Simple Continued Fractions Question (I Think My Book Has a Mistake)

[tylerc1991]

Homework Statement

Show that if the simple continued fraction expression of the rational number [itex] \alpha [/itex], [itex] \alpha > 1 [/itex], is [itex] [a_0; a_1, a_2, \dotsc, a_k] [/itex], then the simple continued fraction expression of [itex] \frac{1}{\alpha} [/itex] is [itex] [0; a_1, a_2, \dotsc, a_k] [/itex].

Homework Equations

The Attempt at a Solution

Suppose [itex] \alpha [/itex] is a rational number greater than [itex] 1 [/itex] with simple continued fraction expression
[itex] \alpha = [a_0; a_1, a_2, \dotsc, a_k] = a_0 + \cfrac{1}{a_1 + \cfrac{1}{a_2 + \cfrac{1}{\ddots a_{k - 1} + \cfrac{1}{a_k}}}}. [/itex]
Then we see that [itex] \frac{1}{\alpha} [/itex] is also a rational number with simple continued fraction expression
[itex] \frac{1}{\alpha} = \cfrac{1}{a_0 + \cfrac{1}{a_1 + \cfrac{1}{a_2 + \cfrac{1}{\ddots a_{k - 1} + \cfrac{1}{a_k}}}}} = [0; a_0, a_1, \dotsc, a_k]. [/itex]

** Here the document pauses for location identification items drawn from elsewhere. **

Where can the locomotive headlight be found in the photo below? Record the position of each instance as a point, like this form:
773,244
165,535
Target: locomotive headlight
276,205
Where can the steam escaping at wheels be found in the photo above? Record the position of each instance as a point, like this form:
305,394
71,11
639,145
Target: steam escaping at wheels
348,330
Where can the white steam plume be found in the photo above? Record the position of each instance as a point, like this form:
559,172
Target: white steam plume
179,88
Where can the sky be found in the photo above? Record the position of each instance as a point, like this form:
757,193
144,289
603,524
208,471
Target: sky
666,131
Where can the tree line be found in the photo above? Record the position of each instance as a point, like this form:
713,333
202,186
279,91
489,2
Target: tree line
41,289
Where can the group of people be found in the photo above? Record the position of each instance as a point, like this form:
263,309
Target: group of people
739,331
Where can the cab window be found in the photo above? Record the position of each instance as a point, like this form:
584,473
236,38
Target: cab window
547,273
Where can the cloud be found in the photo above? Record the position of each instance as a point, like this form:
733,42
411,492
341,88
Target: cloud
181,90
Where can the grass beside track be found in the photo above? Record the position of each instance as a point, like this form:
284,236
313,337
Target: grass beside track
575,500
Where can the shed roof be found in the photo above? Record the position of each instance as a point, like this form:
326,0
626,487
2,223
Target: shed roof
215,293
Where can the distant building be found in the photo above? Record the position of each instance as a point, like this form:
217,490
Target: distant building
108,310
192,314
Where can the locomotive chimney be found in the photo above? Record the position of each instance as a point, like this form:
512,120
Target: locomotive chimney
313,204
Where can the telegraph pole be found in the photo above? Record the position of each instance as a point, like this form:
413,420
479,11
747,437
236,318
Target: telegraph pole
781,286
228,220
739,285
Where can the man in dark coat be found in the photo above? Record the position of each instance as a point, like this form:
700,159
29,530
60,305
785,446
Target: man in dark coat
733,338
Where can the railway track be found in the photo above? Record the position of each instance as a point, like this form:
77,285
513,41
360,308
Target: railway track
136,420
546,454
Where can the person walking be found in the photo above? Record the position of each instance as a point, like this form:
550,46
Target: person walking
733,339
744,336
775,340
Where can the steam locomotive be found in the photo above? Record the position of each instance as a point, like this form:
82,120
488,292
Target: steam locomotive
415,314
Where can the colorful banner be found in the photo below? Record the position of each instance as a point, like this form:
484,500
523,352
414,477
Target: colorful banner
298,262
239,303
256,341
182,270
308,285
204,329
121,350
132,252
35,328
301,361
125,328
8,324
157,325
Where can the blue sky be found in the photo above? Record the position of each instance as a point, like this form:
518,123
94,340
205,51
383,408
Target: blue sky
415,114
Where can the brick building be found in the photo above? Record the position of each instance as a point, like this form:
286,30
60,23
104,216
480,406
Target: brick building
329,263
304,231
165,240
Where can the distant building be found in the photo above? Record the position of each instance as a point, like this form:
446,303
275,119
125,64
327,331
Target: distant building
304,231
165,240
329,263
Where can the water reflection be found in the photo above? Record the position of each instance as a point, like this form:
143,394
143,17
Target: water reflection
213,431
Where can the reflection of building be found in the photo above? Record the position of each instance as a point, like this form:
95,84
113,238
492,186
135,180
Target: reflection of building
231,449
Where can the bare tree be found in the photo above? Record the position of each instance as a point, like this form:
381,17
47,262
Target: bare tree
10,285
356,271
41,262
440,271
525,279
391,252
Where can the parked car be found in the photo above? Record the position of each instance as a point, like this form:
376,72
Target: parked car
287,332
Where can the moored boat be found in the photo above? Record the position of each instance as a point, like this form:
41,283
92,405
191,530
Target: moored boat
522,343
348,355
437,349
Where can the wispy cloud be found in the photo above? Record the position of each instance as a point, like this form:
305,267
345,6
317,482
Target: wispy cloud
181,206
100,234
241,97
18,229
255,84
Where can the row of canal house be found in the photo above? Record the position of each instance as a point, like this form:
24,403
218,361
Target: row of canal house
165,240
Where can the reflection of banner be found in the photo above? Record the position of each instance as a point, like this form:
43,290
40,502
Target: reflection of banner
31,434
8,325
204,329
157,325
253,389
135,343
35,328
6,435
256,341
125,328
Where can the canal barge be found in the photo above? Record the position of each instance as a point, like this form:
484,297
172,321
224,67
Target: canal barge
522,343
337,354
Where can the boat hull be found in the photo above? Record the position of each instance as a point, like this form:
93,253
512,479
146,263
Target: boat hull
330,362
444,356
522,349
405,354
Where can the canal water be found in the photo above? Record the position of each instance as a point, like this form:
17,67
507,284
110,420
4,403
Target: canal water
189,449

This is, of course, different than what the book says the solution should be. However, I don't see where I went wrong, if I did go wrong. Any help would be greatly appreciated!

 

[mighty2000]

Your solution is correct! The simple continued fraction representation of \frac{1}{\alpha} is indeed [0; a_1, a_2, \dotsc, a_k] . This can be seen by multiplying both the numerator and denominator of \frac{1}{\alpha} by a_0 + \cfrac{1}{a_1 + \cfrac{1}{a_2 + \cfrac{1}{\ddots a_{k - 1} + \cfrac{1}{a_k}}}} and simplifying. This will result in the simple continued fraction expression of \frac{1}{\alpha} being [0; a_1, a_2, \dotsc, a_k] .

You may have seen a different solution in your book because there are multiple ways to prove this statement. Some approaches use induction or properties of continued fractions, while your solution uses basic algebra. As long as your solution is logically sound and arrives at the correct answer, it is a valid solution. Keep up the good work!